# Luna turns 1 year old today! Updated photos from party!!



## kelebek (Oct 5, 2007)

My baby girl turns 1 year old today!

Happy Birthday to my baby girl!


----------



## LiddleGoteGurl (Nov 29, 2007)

Awwww! Happppyyyy Birtttthhhhhhdaayyyyy toooo yoouuuuuu, Happpppyyyy Birttthhhhhdaaaaaayyyy tooooo youuuuuu, Happppppyyyy Birttthhhhhhddayyyyy DEAR LUNA, Happpy Birttthhhhhddaayyyy toooo you!!!!!!
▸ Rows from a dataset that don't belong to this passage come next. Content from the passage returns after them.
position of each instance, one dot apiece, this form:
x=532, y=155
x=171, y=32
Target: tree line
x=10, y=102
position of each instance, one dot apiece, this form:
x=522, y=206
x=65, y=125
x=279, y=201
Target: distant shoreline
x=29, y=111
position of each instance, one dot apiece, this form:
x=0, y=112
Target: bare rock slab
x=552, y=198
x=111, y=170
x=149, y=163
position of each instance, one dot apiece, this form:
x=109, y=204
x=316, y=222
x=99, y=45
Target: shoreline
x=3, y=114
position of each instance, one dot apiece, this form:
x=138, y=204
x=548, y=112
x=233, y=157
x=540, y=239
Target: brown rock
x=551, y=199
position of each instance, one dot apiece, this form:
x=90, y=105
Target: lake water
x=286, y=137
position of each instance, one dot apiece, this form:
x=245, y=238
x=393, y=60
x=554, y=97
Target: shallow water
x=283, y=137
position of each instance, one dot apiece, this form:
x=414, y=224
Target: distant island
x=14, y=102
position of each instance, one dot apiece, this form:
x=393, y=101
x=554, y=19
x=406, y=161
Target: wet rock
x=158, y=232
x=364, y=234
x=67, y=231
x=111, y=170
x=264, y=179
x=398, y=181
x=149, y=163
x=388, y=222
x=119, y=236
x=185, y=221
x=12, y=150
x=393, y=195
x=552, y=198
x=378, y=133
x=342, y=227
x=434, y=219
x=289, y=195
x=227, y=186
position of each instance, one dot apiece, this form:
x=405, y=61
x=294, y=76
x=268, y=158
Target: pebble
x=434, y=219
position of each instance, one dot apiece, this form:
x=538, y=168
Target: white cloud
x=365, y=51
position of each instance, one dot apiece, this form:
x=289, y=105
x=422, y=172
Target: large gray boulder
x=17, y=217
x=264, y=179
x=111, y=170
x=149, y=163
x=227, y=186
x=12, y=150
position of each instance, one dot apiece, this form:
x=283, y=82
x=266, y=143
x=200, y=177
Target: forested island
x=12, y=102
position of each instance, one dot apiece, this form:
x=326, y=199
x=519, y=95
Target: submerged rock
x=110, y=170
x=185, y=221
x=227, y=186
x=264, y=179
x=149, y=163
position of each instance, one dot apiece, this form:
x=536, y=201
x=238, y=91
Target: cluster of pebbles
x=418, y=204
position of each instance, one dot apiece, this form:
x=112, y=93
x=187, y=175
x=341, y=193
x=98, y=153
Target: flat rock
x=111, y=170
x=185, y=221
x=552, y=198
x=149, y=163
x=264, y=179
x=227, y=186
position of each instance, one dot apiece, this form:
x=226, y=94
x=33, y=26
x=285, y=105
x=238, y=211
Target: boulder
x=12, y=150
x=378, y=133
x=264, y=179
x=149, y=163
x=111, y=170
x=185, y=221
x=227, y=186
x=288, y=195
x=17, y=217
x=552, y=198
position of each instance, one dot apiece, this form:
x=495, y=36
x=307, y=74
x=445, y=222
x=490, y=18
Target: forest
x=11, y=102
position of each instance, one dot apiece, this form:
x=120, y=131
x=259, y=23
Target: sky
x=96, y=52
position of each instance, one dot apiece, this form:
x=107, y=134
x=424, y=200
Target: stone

She is soooo sweet looking .


----------



## kelebek (Oct 5, 2007)

She is such a sweet dog, and I am very happy to have found her.

Thank you
Allison and Luna


----------



## Hailee's Herd (Oct 5, 2007)

She is a very pretty dog!!


----------



## sungoats (Oct 7, 2007)

Happy Birthday, Luna!!! :stars:


----------



## kelebek (Oct 5, 2007)

bump -

I edited this post and added more pics - not sure if it is the server is the reason that I do not see it - or what is going on - so just trying this!!


----------



## LiddleGoteGurl (Nov 29, 2007)

Awww! That is so cute that you had a party for her . What a sweetheart!


----------



## sparks879 (Oct 17, 2007)

LOl too cute! they look absolutly thrilled to be wearing hats! LOL.
beth


----------



## kelebek (Oct 5, 2007)

I don't spoil my animals ya'all - I have NO idea what you all are talking about - HAHAHAHAHA~~


----------



## liz (Oct 5, 2007)

She certainly is a pretty young lady! Hope she enjoyed her day!


----------



## kelebek (Oct 5, 2007)

I am not sure if enjoy is really the word. When I got home from work the next day she had chewed up every hat that I bought except one that I put on the top of a shelf.

LOL!


----------



## liz (Oct 5, 2007)

Boy do I hope it was hers to chew up!! If so, she had fun doing it!! :lol:


----------



## kelebek (Oct 5, 2007)

well not really were they her's to chew - but as long as daddy doesn't know that she chewed something up - we are OK! LOL!


----------